My first (successful) tweek!...

My neighbor, a closet whistler, had been wanting a little lower whistle, and ended up ordering a Generation Bb online. The price was great, and the whistle not too bad, though with a lot of windy interference in the upper octave. A quick peek identified the culprits - a bit of roughness on the windway, and a long string of the fipple material suspended inside the tube end of the fipple.

The roughness was easy to take care of - She had a packet of disposable emery boards - just the right thickness, very narrow width, and long enough to reach past the blade if needed - perfect for the job. A few moments of friction and pstience, and smooth windway.

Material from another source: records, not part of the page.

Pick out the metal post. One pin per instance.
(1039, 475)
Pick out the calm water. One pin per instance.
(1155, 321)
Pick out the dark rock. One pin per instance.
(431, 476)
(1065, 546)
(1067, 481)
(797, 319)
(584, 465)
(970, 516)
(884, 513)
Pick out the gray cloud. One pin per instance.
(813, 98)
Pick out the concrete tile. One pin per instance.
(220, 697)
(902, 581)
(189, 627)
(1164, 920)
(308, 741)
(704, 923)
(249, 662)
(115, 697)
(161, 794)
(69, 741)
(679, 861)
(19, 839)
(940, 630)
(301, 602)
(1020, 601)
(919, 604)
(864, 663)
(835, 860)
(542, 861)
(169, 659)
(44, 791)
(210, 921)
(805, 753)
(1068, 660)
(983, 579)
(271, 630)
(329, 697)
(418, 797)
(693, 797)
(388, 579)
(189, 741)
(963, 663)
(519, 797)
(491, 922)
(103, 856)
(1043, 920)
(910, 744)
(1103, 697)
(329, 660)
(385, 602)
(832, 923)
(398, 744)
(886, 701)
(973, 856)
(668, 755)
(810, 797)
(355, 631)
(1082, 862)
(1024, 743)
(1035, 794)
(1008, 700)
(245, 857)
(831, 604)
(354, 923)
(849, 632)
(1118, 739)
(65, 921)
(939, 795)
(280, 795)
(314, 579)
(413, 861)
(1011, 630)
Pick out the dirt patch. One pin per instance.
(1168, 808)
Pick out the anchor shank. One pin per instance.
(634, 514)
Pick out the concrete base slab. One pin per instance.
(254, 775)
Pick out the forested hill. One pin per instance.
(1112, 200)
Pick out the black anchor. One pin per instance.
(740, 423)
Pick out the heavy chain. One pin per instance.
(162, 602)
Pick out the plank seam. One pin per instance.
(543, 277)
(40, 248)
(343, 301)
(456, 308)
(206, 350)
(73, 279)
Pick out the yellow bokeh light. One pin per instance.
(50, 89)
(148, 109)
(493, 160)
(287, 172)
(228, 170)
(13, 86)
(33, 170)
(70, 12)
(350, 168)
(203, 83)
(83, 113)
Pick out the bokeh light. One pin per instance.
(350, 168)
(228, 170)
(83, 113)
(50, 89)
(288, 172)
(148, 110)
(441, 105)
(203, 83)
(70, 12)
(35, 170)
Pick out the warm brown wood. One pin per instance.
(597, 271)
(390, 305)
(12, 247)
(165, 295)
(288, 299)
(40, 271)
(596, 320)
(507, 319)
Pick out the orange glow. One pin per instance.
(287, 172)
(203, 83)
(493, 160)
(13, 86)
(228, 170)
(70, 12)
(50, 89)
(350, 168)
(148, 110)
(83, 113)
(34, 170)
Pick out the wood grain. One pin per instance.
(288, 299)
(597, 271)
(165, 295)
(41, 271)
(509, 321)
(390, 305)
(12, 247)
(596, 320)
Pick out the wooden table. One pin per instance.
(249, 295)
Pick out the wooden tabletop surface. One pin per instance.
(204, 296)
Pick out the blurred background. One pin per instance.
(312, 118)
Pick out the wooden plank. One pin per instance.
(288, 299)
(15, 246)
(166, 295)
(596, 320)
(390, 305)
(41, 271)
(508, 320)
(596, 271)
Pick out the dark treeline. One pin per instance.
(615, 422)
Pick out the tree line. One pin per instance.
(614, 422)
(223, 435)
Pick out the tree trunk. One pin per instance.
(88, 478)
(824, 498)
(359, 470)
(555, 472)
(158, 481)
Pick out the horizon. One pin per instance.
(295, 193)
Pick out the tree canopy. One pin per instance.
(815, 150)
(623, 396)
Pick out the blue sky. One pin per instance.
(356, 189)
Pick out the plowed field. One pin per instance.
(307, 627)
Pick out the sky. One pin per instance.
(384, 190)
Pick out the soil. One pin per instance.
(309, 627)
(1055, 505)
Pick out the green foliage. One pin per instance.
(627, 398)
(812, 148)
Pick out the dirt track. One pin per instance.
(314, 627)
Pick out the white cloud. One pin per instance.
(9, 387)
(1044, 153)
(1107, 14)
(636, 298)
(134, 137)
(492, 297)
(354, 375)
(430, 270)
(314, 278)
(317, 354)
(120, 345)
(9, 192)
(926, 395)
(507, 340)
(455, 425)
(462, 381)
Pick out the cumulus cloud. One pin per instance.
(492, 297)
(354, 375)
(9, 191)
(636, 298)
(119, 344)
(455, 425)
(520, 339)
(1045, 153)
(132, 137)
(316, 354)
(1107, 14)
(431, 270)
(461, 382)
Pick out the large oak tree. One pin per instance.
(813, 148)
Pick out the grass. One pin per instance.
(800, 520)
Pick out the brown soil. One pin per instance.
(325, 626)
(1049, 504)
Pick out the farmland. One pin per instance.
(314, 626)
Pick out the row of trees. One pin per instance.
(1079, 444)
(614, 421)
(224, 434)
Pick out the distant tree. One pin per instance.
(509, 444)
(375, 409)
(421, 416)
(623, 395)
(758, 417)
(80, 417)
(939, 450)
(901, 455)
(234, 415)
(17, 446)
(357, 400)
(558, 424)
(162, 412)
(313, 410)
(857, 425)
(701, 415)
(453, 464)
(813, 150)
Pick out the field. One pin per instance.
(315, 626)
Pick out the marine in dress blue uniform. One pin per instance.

The string was another matter. I tried to reach it with several things, finding it too far in for all attempts. I decided that removing the fipple was the only alternative. I had tried on several other Generation whistles, with poor results (found out later that older ones, particularly the Bb and C, just don’t let go without breaking), but since she spent so little on it, and it was definitely not going to be a good whistle without getting that string of plastic out, we decided to go for it. Ten minutes later, water just about to boil in the pot, two clothespins and two jar grippers at hand, I had the fipple off with no trouble whatsoever, and the string actually just fell out! Apparently it had been produced when the fipple was pressed on, and was anchored by the joint. Now it is tunable, and plays ever so nicely. A great whistle for little money. The cosmetic damage done to the coating on the brass by the near-boiling water is of little consequence.

Thanks Jerry and all who share their techniques for tweeking here with us!!!

Good old “whistle tea”.

My Bb fipple broke when I removed it. I just put it back on, used some unwaxed dental floss, drawn through the lump of beeswax that came out of a jar of honey that I had bought.

The “beeswax” I had found and bought at various places like hobby shops and Wal Mart didn’t feel/act like beeswax. I suspect it was yellow colored paraffin.

I waxed the floss well enough so that it would stick to the fipple, then wound 2 layers of that on the area just beyond the blade down to the end of the fipple and back up to where it starts widening out.

Then I took beeswax and scrubbed it thouroughly with that until the wax was above the thread, then took a scrap piece of cane (a round pencil or similar will work) and worked it in until the wax looked shiny.

My barrel now has a Blackcap fipple, but sometimes I slip the old “Redcap” back on when I have trouble controlling the low pressure requirement that the Blackcap has.